Long-term efficacy and safety of aclidinium bromide/formoterol fumarate Fixed-Dose Combination

Exclusion Criteria

• - History or current diagnosis of asthma.
• - Any respiratory tract infection (including the upper respiratory tract) or COPD exacerbation in the 6 weeks before Screening Visit.
• - Patient hospitalised for COPD exacerbation within 3 months prior to Screening Visit.
• - Clinically significant respiratory conditions defined as:
• • Known active tuberculosis.
• • History of interstitial lung or massive pulmonary thromboembolic disease.
• • Pulmonary resection or lung volume reduction surgery within 12 months prior to Screening Visit.
• • History of lung transplantation.
• • History of bronchiectasis secondary to respiratory diseases others than COPD (e.g., cystic fibrosis, Kartagener's syndrome, etc).
• • Known a1-antitrypsin deficiency.
• - Patients who in the Investigator’s opinion might have needed to start a pulmonary rehabilitation
• program during the study and/or patients who started/finished it within 3 months prior to screening.
• - Use of long-term oxygen therapy (≥ 15 hours/day).
• - Patients who did not maintain regular day/night, waking/sleeping cycles including night shift workers (eg, history of sleep apnoea syndrome, any condition related to sleep disturbances such as restless-legs syndrome or somnambulism).
• - Clinically significant cardiovascular conditions defined as:
• • Myocardial infarction within the 6 months prior to screening.
• • Thoracic surgery within 12 months prior to screening.
• • Unstable angina or unstable arrhythmia which had required changes in the pharmacological therapy or other intervention within 12 months prior to screening, or newly diagnosed arrhythmia within the previous 3 months prior to screening.

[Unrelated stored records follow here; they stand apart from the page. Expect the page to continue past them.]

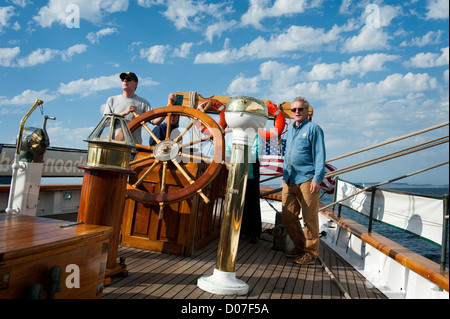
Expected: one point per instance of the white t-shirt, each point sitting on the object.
(119, 103)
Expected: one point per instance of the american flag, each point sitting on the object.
(273, 157)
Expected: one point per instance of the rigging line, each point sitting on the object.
(386, 157)
(383, 183)
(389, 141)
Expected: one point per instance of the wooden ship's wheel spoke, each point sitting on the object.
(168, 153)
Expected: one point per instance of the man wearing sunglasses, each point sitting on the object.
(304, 169)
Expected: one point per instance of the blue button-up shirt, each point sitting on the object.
(305, 154)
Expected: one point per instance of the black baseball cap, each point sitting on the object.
(130, 75)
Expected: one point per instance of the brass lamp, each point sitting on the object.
(110, 143)
(102, 197)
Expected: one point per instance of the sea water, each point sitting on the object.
(411, 241)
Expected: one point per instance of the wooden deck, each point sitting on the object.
(269, 274)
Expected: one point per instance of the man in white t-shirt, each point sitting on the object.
(128, 102)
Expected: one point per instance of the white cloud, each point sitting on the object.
(87, 87)
(159, 53)
(355, 65)
(194, 15)
(90, 10)
(437, 9)
(428, 60)
(368, 39)
(39, 56)
(28, 97)
(184, 50)
(296, 38)
(75, 49)
(260, 9)
(342, 93)
(217, 29)
(155, 54)
(431, 37)
(84, 87)
(8, 55)
(94, 37)
(5, 14)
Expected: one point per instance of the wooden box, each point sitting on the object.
(31, 246)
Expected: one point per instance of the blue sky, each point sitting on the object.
(373, 70)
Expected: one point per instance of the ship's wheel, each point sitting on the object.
(170, 153)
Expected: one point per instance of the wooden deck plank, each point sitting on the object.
(269, 274)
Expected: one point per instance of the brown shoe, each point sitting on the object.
(294, 253)
(305, 260)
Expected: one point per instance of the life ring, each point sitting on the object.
(279, 122)
(218, 107)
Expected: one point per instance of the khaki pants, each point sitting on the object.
(295, 197)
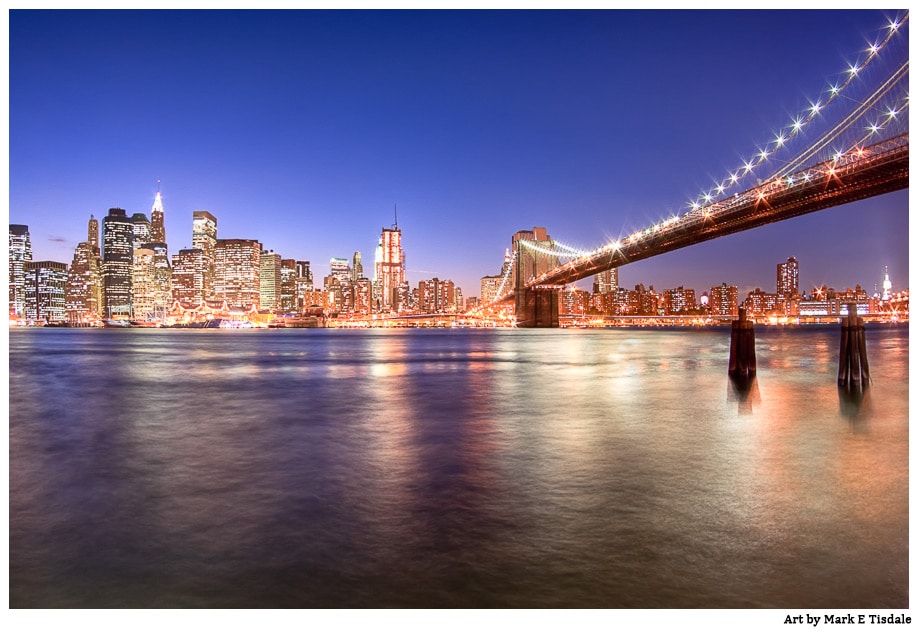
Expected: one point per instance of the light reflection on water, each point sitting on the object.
(615, 468)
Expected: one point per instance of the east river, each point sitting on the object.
(614, 468)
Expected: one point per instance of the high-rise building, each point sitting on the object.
(340, 269)
(237, 272)
(204, 238)
(162, 278)
(724, 300)
(436, 296)
(142, 285)
(141, 230)
(288, 286)
(390, 269)
(270, 280)
(93, 232)
(20, 253)
(788, 278)
(605, 281)
(117, 263)
(157, 220)
(304, 284)
(84, 285)
(357, 267)
(188, 277)
(45, 291)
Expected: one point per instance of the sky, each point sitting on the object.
(309, 130)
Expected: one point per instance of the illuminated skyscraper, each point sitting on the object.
(141, 230)
(357, 268)
(142, 285)
(45, 291)
(788, 278)
(84, 285)
(93, 233)
(204, 238)
(237, 272)
(157, 223)
(117, 263)
(287, 302)
(390, 268)
(20, 253)
(724, 300)
(188, 277)
(270, 280)
(605, 281)
(304, 284)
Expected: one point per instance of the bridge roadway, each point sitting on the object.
(875, 170)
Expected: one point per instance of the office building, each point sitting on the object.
(204, 238)
(117, 263)
(45, 291)
(237, 272)
(20, 253)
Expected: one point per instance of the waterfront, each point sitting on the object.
(610, 468)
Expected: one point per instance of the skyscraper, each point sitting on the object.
(143, 292)
(188, 277)
(45, 291)
(117, 263)
(270, 280)
(84, 285)
(157, 220)
(237, 272)
(788, 278)
(141, 230)
(93, 232)
(390, 268)
(357, 267)
(605, 281)
(20, 253)
(204, 238)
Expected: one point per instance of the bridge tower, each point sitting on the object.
(535, 306)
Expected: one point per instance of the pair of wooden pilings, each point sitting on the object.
(742, 348)
(853, 370)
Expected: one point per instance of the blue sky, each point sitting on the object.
(306, 129)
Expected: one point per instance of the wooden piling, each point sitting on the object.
(742, 347)
(853, 369)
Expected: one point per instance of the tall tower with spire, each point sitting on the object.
(157, 227)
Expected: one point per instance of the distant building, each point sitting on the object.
(117, 263)
(724, 300)
(678, 301)
(83, 295)
(20, 253)
(270, 280)
(45, 291)
(788, 278)
(188, 267)
(204, 238)
(237, 272)
(157, 220)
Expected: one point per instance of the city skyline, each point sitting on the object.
(313, 172)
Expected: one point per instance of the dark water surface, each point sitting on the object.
(454, 468)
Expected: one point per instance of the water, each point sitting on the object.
(454, 468)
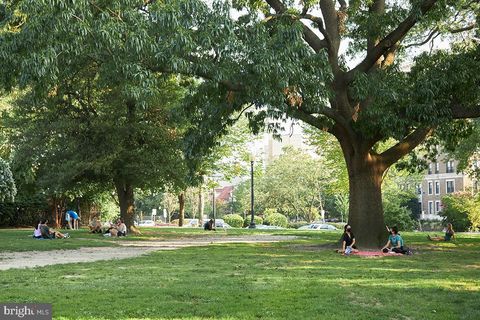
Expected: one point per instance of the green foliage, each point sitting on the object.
(294, 184)
(462, 210)
(248, 219)
(8, 190)
(235, 220)
(273, 218)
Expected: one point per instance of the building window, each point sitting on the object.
(450, 166)
(450, 186)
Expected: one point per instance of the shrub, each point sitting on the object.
(256, 219)
(273, 218)
(235, 220)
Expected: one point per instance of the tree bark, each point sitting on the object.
(181, 211)
(365, 208)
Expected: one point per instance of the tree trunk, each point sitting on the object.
(201, 206)
(181, 210)
(126, 202)
(366, 209)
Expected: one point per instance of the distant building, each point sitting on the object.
(440, 179)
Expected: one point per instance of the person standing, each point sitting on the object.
(395, 242)
(348, 241)
(68, 220)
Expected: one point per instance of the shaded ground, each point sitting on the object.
(127, 249)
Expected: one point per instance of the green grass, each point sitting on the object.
(299, 279)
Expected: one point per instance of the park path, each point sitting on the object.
(127, 249)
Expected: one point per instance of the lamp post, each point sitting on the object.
(214, 178)
(252, 196)
(213, 205)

• • Hospitalisation within 12 months prior to screening for heart failure functional classes III (marked limitation of activity and only comfortable at rest) and IV (need of complete rest, confinement to bed or chair, discomfort at any physical activity and presence of symptoms at rest) as per the New York Heart Association.
• - Patients (with or without pharmacological therapy) with resting systolic blood pressure (SBP)
• ≥200 mmHg, a resting diastolic blood pressure (DBP) ≥120 mmHg, or a resting heart rate ≥105 beats
• per minute (bpm) at screening and at Visit 1 prior to randomisation.
• - Patients with interval corrected for heart rate "QTc" [calculated according to formulae (QTc=QT/RR1/2) > 470 msec as indicated in the centralised reading report assessed at Screening Visit.
• - Patients with clinically relevant abnormalities in the clinical laboratory tests, ECG parameters (other
• than QT interval corrected using Bazett’s formula [QTcB]) or in the physical examination at screening,
• if the abnormality defined a disease state listed as exclusion criteria, except for those related to COPD.
• - Patients with a history of hypersensitivity reactions to inhaled anticholinergics, sympathomimetic amines, or inhaled medication or any component thereof (including report of paradoxical bronchospasm). Patients with known narrow-angle glaucoma, symptomatic bladder neck obstruction or acute urinary retention.
• - Patients with symptomatic non-stable prostate hypertrophy. (However, patients with well-controlled, stable, asymptomatic benign prostatic hypertrophy were not excluded).
• - Patients with known uncontrolled history of infection with human immunodeficiency virus and/or active hepatitis.
• - Current diagnosis of cancer other than basal or squamous cell skin cancer.
• - Life expectancy of less than 1 year.
• - Patients with any other serious or uncontrolled physical or mental dysfunction that, as judged by the Investigator, could have placed the patient at higher risk from his/her participation in the study, could have confounded the results of the study, or is likely to prevent the patient from complying with the requirements of the study, or completing the study.
• - Patients with a history (within 2 years prior to screening) of drug and/or alcohol abuse that might have prevented study compliance based on the Investigator judgment.
• - Patients unlikely to be cooperative (eg, take the medication, complete the Patient Diaries or attend the clinic at the required times).
• - Patients unable to properly use a DPI or pMDI inhaler device or to perform spirometry measurements.
• - Patients previously randomised in a study involving aclidinium bromide/formoterol FDC.
• - Patients previously randomised in a study involving aclidinium bromide monotherapy except when participation finished at least 6 months before screening.
• - Patients treated with any investigational drug within 30 days (or 6 half-lives, whichever is longer) prior to screening.
• - Patients who intended to use any concomitant medication not permitted by this protocol or who had not undergone the required washout period for a particular prohibited medication.
• - Patients unable to give consent, or patients of consenting age but under guardianship, or vulnerable patients.
• - Patients employed, or relatives of employees at the study centre, Almirall or Forest Laboratories.
• - Any other conditions that, in the Investigator’s opinion, might have indicated the patient to be unsuitable for the study.